Праздником была очередная почта — это совпадало с приходом парохода из Европы в какой-нибудь мексиканский порт. Почти никто из близких ей не писал — сознание того, что ответ придет не раньше чем через два месяца, не способствовало переписке. Пройдут десятилетия, прежде чем в Советском Союзе свыкнутся с тем, что письма даже из соседней страны путешествуют почему-то неделями, если не месяцами… Единственным исключением была Татьяна Щепкина-Куперник, она писала регулярно, и Коллонтай охотно отвечала ей длинными, подробными письмами.

«[…] Как мне здесь тоскливо, дорогая Танечка, как немыслимо одиноко, как плохо без всех вас, любимых, дорогих! […] Нахожу утешение, читая книги по истории человечества.
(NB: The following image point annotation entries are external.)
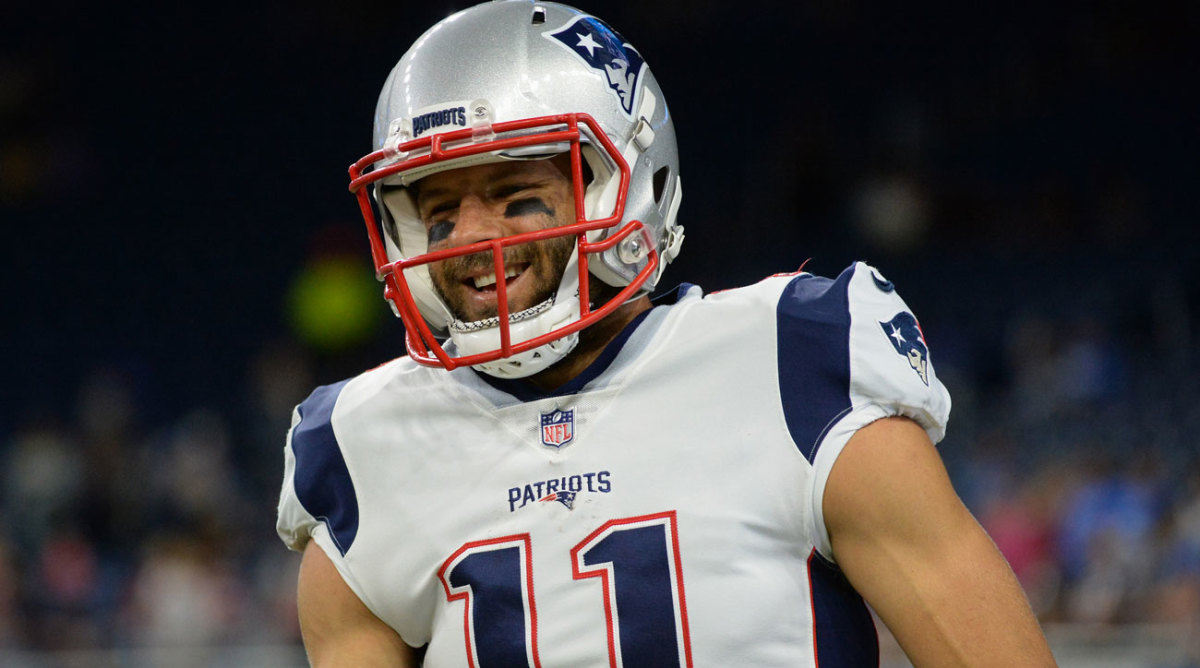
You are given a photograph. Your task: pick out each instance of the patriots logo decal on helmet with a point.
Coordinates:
(905, 335)
(607, 52)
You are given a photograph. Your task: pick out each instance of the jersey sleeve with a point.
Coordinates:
(851, 351)
(318, 498)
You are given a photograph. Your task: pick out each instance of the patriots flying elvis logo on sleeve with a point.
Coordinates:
(905, 335)
(606, 52)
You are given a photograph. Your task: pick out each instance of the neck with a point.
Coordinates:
(592, 342)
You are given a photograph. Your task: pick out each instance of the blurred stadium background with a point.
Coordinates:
(184, 264)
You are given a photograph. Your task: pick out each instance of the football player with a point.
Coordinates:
(563, 471)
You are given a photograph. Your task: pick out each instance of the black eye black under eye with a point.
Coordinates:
(441, 230)
(527, 206)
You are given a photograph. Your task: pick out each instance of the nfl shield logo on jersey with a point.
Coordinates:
(905, 335)
(558, 427)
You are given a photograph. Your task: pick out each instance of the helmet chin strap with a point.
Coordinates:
(558, 311)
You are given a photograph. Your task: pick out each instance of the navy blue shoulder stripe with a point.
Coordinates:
(843, 630)
(322, 481)
(813, 320)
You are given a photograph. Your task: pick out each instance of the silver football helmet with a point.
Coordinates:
(509, 80)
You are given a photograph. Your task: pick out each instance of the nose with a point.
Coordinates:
(475, 221)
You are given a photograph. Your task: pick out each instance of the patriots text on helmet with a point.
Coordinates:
(455, 115)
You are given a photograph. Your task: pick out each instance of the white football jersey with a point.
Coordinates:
(664, 509)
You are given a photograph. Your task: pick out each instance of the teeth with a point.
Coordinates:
(490, 280)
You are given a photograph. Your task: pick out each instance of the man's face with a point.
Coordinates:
(489, 202)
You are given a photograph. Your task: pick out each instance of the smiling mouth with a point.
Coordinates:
(486, 283)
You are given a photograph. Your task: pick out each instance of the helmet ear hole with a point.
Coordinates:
(660, 182)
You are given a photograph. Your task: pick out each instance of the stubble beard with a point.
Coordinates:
(546, 263)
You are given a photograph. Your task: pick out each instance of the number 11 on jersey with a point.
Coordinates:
(640, 570)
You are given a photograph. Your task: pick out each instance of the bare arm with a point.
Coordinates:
(339, 630)
(918, 557)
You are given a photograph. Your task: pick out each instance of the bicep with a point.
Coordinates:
(918, 557)
(337, 627)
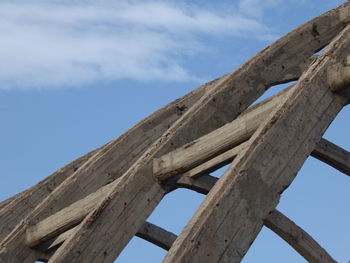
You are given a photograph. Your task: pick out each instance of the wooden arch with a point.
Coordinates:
(90, 209)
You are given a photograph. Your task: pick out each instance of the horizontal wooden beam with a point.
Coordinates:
(217, 162)
(149, 232)
(333, 155)
(73, 214)
(215, 143)
(156, 235)
(205, 154)
(297, 238)
(276, 221)
(65, 218)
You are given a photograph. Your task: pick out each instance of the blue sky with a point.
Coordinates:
(76, 74)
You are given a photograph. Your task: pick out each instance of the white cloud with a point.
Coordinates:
(50, 44)
(256, 8)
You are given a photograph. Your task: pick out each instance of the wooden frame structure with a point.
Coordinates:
(90, 209)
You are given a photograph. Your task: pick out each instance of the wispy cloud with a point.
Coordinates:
(50, 44)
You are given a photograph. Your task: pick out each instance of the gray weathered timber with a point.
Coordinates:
(156, 235)
(109, 164)
(24, 203)
(221, 104)
(333, 155)
(217, 162)
(338, 75)
(297, 238)
(251, 187)
(73, 214)
(65, 218)
(148, 231)
(217, 142)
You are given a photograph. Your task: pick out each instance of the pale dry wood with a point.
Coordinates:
(73, 214)
(65, 218)
(109, 164)
(149, 232)
(200, 119)
(24, 203)
(206, 147)
(156, 235)
(297, 238)
(287, 72)
(251, 187)
(333, 155)
(339, 76)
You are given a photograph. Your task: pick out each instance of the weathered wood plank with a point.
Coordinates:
(276, 221)
(298, 238)
(217, 162)
(210, 145)
(149, 232)
(156, 235)
(137, 194)
(109, 164)
(73, 214)
(333, 155)
(279, 63)
(65, 218)
(339, 76)
(251, 188)
(24, 203)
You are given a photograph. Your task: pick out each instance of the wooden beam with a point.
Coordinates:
(156, 235)
(217, 142)
(303, 243)
(65, 218)
(149, 232)
(297, 238)
(137, 194)
(224, 101)
(251, 187)
(333, 155)
(339, 76)
(22, 204)
(110, 163)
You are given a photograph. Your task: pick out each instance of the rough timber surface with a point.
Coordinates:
(297, 238)
(22, 204)
(137, 193)
(251, 188)
(220, 105)
(110, 163)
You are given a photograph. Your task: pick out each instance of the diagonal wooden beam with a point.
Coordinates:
(297, 238)
(110, 163)
(74, 214)
(22, 204)
(137, 194)
(333, 155)
(300, 240)
(251, 188)
(217, 142)
(149, 232)
(279, 63)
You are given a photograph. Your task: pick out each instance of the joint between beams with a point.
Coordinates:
(338, 76)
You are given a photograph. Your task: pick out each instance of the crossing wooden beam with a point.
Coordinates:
(110, 163)
(297, 238)
(251, 188)
(74, 214)
(333, 155)
(22, 204)
(217, 142)
(137, 193)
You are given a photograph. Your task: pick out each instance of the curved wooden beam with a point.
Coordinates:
(333, 155)
(297, 238)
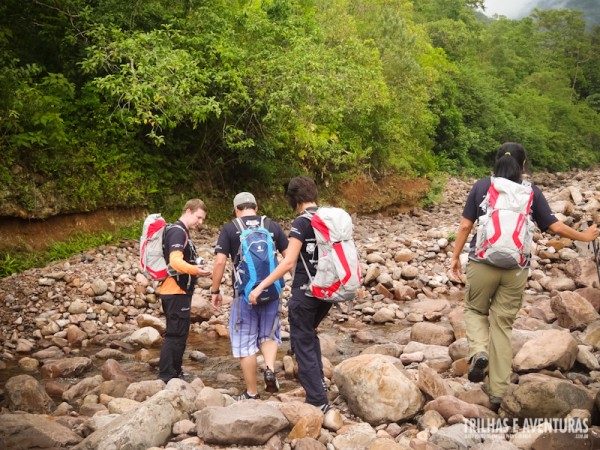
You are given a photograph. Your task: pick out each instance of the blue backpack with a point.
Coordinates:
(257, 259)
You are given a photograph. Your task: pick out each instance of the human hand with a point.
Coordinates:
(591, 233)
(217, 300)
(202, 271)
(456, 269)
(253, 297)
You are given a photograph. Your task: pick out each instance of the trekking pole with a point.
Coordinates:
(596, 248)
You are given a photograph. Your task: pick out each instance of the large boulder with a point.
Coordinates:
(376, 389)
(249, 422)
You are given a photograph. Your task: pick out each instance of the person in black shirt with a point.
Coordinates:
(305, 312)
(177, 290)
(251, 326)
(494, 295)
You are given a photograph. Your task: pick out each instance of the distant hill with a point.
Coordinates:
(590, 8)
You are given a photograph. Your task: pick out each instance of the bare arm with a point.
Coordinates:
(462, 234)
В каждую эпоху люди думали, что их эпоха особенно тяжелая, особенно кровавая и особенно нуждающаяся в переменах. […] Редкому поколению удавалось прожить без войн или других социальных потрясений и бедствий. […] Каждое поколение всегда говорило о том, что заработки стали хуже, что жить стало труднее и что человечество еще никогда не знало столько страданий и бедствий. […] На нашу долю выпало уж очень много […] но когда оглянешься, невольно спрашиваешь себя: когда же такого не было? […] Когда же на земном шаре было хоть полстолетия, чтобы не было полей сражения, взаимного убийства, преследования за убеждения […] и всяких других социальных страданий».

Трудно не заметать в этих размышлениях попытки взглянуть по-иному, без сложившихся догм, на события 1917 года. Октябрьская революция, хотя и не названная по имени, предстает в процитированном пассаже уже не как смена эпох, не как уникальный социальный катаклизм за всю историю человечества, а как довольно ординарная реакция на всегда ощущавшуюся людьми социальную несправедливость и извечное стремление всех поколений ее преодолеть.

Не будь Коллонтай здесь так одинока, не страдая от вынужденного безделья, вряд ли могла бы она остаться наедине со своими мыслями и подвергнуть жестокой ревизии казавшиеся бесспорными идеи, которым посвятила всю жизнь. И только то, к чему пришла она сама, а не взяла у других, — ее концепция женской свободы и права на любовь, не ограниченную никакими рамками, — по-прежнему оставалось незыблемым, не поддающимся коррективам. Этому способствовали известия из разных стран об успехе «Любви пчел трудовых». Книга издавалась в Нью-Йорке, Буэнос-Айресе, Амстердаме, выходила вторым изданием в Берлине, авторские права запрашивали из Копенгагена и Рима.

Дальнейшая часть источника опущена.